Невил Шют (Nevil Shute, 1899–1960) — настоящее имя — Невил Шют Норуэй. Родился в местечке Илинг (графство Миддлсекс). В годы первой мировой войны служил в английской армии, после войны окончил Оксфордский университет. Увлекался аэронавтикой, работал инженером-авиаконструктором. Первый роман «Маразан» опубликовал в 1926 году. За этим романом последовали «Презренные» (1928) и «Что случилось с Корбеттами» (1939).
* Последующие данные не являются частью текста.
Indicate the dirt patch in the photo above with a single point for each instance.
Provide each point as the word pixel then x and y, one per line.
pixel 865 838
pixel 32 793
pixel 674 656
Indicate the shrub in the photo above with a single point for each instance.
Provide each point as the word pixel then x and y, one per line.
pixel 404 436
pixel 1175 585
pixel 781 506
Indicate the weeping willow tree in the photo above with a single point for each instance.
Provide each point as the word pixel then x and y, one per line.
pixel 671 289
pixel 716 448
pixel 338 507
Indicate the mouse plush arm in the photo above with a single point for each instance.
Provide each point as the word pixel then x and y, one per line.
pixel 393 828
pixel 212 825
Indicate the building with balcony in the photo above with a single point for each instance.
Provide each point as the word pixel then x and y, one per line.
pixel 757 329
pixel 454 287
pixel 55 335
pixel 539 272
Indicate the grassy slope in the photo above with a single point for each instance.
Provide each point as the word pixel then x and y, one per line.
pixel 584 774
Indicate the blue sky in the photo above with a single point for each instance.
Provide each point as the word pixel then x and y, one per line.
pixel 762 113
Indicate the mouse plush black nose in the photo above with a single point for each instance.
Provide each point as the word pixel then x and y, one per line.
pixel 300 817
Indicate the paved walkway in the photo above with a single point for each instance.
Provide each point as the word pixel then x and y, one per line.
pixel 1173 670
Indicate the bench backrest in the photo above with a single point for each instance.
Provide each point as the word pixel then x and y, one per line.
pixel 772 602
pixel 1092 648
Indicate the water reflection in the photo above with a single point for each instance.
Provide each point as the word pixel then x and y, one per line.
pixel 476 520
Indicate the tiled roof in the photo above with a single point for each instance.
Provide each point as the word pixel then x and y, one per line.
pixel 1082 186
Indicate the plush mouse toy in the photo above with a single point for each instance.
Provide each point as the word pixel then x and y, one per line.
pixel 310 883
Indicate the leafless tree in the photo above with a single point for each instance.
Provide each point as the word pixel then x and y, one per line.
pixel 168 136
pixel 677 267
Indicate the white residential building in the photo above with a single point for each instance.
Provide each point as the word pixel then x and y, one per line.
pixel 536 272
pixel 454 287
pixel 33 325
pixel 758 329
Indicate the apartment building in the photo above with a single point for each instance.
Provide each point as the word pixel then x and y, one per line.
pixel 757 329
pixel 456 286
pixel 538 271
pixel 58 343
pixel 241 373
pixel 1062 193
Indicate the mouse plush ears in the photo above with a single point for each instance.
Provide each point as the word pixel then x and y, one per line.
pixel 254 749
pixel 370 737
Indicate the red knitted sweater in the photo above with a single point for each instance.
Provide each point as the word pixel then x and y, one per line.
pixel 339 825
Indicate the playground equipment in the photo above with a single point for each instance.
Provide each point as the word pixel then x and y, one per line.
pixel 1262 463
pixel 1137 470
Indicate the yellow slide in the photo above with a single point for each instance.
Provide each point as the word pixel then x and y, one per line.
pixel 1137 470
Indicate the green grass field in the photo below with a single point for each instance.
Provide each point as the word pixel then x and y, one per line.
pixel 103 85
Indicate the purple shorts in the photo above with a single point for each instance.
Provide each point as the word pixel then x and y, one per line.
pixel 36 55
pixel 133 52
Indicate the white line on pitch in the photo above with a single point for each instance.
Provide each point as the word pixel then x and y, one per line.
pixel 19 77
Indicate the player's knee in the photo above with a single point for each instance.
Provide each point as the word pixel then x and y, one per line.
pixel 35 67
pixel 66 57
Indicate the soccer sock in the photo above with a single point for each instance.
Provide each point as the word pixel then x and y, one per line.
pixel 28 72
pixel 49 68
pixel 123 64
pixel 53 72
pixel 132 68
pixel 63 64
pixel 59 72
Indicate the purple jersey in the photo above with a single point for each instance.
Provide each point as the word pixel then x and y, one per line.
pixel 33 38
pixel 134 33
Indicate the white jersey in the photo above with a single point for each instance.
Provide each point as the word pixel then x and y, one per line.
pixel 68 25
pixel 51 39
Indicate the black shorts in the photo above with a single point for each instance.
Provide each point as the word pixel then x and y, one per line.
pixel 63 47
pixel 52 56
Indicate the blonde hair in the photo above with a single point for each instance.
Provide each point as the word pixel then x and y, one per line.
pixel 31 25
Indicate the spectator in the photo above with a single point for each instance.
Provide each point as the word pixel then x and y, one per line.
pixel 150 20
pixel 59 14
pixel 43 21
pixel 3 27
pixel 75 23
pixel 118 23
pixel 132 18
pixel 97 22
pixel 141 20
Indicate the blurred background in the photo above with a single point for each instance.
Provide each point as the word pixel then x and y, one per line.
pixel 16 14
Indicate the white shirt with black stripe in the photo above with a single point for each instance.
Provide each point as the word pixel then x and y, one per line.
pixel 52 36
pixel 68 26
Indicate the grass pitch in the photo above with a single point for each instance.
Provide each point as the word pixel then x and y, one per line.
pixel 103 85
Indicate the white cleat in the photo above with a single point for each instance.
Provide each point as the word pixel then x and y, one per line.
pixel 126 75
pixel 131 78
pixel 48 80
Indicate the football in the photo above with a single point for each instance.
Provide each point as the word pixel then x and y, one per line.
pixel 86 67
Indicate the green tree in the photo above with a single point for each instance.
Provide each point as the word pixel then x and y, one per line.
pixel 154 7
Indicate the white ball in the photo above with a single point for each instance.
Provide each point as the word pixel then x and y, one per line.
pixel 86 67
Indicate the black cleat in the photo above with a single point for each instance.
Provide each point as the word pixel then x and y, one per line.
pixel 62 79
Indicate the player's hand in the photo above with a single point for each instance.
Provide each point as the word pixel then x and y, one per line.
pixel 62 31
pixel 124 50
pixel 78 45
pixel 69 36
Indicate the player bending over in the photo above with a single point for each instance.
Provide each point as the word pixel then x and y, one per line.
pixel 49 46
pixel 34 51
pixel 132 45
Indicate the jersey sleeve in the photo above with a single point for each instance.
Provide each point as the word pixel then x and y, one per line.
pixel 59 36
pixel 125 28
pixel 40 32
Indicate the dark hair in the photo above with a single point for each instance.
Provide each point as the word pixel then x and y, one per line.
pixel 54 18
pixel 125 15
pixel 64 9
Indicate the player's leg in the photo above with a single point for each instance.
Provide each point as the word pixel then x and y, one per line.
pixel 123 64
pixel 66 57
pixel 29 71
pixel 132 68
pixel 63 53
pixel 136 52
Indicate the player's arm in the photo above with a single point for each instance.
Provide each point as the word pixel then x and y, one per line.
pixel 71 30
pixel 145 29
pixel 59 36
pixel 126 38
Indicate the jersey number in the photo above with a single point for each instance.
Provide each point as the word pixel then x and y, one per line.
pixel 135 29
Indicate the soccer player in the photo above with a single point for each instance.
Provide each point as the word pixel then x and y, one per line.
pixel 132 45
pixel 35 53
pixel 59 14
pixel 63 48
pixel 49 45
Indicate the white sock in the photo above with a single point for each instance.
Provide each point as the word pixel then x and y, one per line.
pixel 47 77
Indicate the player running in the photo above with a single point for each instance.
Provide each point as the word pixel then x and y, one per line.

С окончанием второй мировой войны Шют уехал в Австралию, где написал и опубликовал свои самые известные романы «Город как Элис» (1950) и «На берегу» (1957).В книгу вошли два лучших романа писателя: «Крысолов» и «На берегу».Сюжет романа «На берегу» лег в основу прославленного фильма американского режиссера Стенли Крамера «На последнем берегу».Nevil Shute.


Невидимый

Ярослав Гавличек (1896–1943) — крупный чешский прозаик 30—40-х годов, мастер психологического портрета. Роман «Невидимый» (1937) — первое произведение писателя, выходящее на русском языке, — значительное социально-философское полотно, повествующее об истории распада и вырождения семьи фабриканта Хайна.


Игра в бисер

В книге рассказывается история главного героя, который сталкивается с различными проблемами и препятствиями на протяжении всего своего путешествия. По пути он встречает множество второстепенных персонажей, которые играют важные роли в истории. Благодаря опыту главного героя книга исследует такие темы, как любовь, потеря, надежда и стойкость. По мере того, как главный герой преодолевает свои трудности, он усваивает ценные уроки жизни и растет как личность.